One of my major problems as a reader is how many interesting books are on the shelves right now. Very often, the sentiment arises in FSF that the quality of the genre is not what it once was. I suppose I’m a lucky reader then, much of what I’ve read in the past few years has really pushed the right buttons. From the Epic Fantasies of Greg Keyes, to the near future SF of new authors like Marc Giller to the genre-bending thrill of Chris Roberson’s Paragaea to the Epic scale of Peter F. Hamilton’s space opera to the pulpy goodness of E.E. Knight’s Vampire Earth to the pure imagination of Jeffrey Ford’s fantasies to the heroic fantasy of Matt Stover to… I could go on, really.
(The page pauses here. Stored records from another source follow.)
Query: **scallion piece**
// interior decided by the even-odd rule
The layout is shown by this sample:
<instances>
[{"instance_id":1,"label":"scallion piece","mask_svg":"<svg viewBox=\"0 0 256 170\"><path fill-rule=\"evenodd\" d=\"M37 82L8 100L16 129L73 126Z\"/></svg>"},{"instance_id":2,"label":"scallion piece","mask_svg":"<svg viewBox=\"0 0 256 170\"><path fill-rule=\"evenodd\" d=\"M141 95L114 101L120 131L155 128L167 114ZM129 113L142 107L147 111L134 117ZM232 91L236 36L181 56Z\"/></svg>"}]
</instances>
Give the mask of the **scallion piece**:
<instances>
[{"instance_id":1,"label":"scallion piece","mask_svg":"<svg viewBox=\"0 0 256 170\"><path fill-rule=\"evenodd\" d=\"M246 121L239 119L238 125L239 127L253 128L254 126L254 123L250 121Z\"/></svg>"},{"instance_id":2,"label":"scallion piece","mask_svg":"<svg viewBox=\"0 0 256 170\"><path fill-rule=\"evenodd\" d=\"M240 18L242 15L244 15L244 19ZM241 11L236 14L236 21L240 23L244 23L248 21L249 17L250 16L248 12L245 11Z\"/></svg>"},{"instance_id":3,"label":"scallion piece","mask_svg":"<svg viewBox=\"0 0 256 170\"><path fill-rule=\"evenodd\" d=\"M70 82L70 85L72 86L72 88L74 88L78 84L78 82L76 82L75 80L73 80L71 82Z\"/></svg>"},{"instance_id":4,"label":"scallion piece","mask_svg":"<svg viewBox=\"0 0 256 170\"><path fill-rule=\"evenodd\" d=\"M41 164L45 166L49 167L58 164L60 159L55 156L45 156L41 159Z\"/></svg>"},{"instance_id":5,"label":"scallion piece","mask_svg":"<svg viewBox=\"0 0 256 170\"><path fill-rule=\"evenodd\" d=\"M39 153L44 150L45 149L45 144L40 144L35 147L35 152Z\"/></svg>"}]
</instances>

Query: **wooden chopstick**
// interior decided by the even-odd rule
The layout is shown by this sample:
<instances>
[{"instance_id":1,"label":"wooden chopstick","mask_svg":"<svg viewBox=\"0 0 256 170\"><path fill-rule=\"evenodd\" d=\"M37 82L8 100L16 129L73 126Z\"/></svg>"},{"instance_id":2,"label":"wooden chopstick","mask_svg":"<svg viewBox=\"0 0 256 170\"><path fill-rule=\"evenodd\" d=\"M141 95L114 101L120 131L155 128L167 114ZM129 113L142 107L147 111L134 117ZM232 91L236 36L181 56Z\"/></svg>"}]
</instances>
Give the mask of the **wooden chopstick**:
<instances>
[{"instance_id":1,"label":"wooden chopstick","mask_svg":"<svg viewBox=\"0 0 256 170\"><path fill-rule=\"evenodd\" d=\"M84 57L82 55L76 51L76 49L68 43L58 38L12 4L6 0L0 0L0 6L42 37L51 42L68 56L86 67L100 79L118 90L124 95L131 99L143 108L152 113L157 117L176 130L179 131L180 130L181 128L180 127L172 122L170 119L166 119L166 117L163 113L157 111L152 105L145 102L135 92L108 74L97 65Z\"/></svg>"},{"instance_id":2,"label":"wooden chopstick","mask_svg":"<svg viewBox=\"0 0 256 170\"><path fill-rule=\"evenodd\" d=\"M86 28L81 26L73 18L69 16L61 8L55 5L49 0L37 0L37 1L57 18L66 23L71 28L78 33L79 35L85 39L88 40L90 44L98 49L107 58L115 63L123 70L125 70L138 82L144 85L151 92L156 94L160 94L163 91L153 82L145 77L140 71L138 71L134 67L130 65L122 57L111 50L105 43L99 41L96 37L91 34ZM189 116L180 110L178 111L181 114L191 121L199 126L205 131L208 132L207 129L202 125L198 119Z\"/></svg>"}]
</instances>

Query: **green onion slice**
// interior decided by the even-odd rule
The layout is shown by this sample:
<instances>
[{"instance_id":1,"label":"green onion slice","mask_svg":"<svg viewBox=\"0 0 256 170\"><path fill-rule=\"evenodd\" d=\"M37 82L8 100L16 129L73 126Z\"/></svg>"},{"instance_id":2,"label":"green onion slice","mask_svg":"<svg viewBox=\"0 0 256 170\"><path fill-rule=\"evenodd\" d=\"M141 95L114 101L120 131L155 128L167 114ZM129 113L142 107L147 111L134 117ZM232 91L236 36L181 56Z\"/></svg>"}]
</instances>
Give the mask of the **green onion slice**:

Most of the books I’ve read in the past few years have been very good, or at the leas enjoyable on some level. Of course, there are going to be clunkers, but those books help you appreciate the good books even more.
This does present a problem though. For as many books as I’ve read and enjoyed, there are as many, maybe more that I want to read. Just from this past year or so alone, I wanted to get to Abraham’s A Shadow in Summer, Hartwell’s Space Opera Renaissance, Keck’s In the Eye of Heaven, Robert Charles Wilson’s Spin, Sean Williams/Shane Dix’s Geodesica duology, John C. Wright’s Orphans of Chaos, Cory Doctrow’s Someone Comes to Town, Someone Leaves to Town, etc.
Add to that all the classics I want to revisit (or read for the first time, embarrassingly), like Dune, Starship Troopers, A Canticle for Leibowitz, Something Wicked This Way Comes, Ringworld, Stand on Zanzibar, 1984, Clark Ashton Smith, The Land of Laughs, Snow Crash, The Dying Earth, etc.
This doesn’t even include all the short fiction I want to read in the anthologies and magazines. I can barely trim down my own to read pile before wanting to add to it.
That was the long of it. The short of it is – there is just too much out there I want to read.